From my understanding the --store-queue-on-shutdown should make gearmand not touch the database during runtime except start/stop.

— Reply to this email directly, view it on GitHub https://github.com/gearman/gearmand/issues/369#issuecomment-1593358988, or unsubscribe https://github.com/notifications/unsubscribe-auth/AADS6YEI6CDFOMP223X7ODTXLMYAXANCNFSM6AAAAAAZGPGIQI . You are receiving this because you were mentioned.Message ID: @.***>

sni commented 1 year ago

i updated the pull request to reflect this ideas. Now during normal runtime no reads/writes are taken out to the database. Only during start/stop the queue is dumped into the database. So you get the high performance throughput without a queue plugin but still be able to restart gearmand without data loss.

Also i totally disagree, gearman does a great job on background jobs. I've never done a single foreground job since i started using gearman. All communication is asynchronous. I always thought this is the great value gearman adds. If i wanted direct foreground communication, i wouldn't need gearman at all and my services would simply talk to each other...

SpamapS commented 1 year ago

I'm glad you've found it useful. Enough people do that I have relented my desire to remove them and just try to be supportive. But if you weren't already implemented on gearman, you'd likely find that there are many great async messaging options with wider support and intentional design around durability. They also most likely have more multiplex-able protocols. These queue plugins were bolted onto Gearman as a way to help people who were stuck, low scale, and didn't want to invest in durability at the worker level. If that's you, hooray, I will not fight you in using them. I hope we can get your change merged.

However, I don't quite understand why folks are ok with losing all their messages to a crash, but not to a restart. The option exists, so you're maybe not the first to have this set of constraints and tolerances, but it just surprises me as it seems more complicated than just implementing durable messaging at the worker level, which scales better and is more resilient to single points of failure. You can see examples in Garivini and gearstore.

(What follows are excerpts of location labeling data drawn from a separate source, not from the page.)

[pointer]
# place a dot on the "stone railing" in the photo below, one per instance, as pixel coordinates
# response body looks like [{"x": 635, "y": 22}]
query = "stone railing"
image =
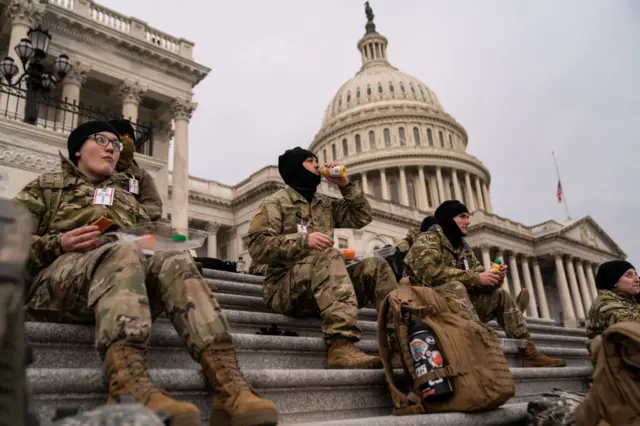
[{"x": 127, "y": 25}]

The main point of gearman is not direct comms between services either though. Of course if you have two services that just need to talk to each other you just go through a load balancer.

It is specifically to coalesce expensive requests with limited resources to prevent thundering herd. It works quite well for cache refresh when soft expiration isn't an option.

https://fewbar.com/2020/04/gearman-is-misunderstood/ explains it in detail.

Anyway, don't take my grumpiness about queue plugins as anything other than that. Thanks for bringing your energy and focus to the problem.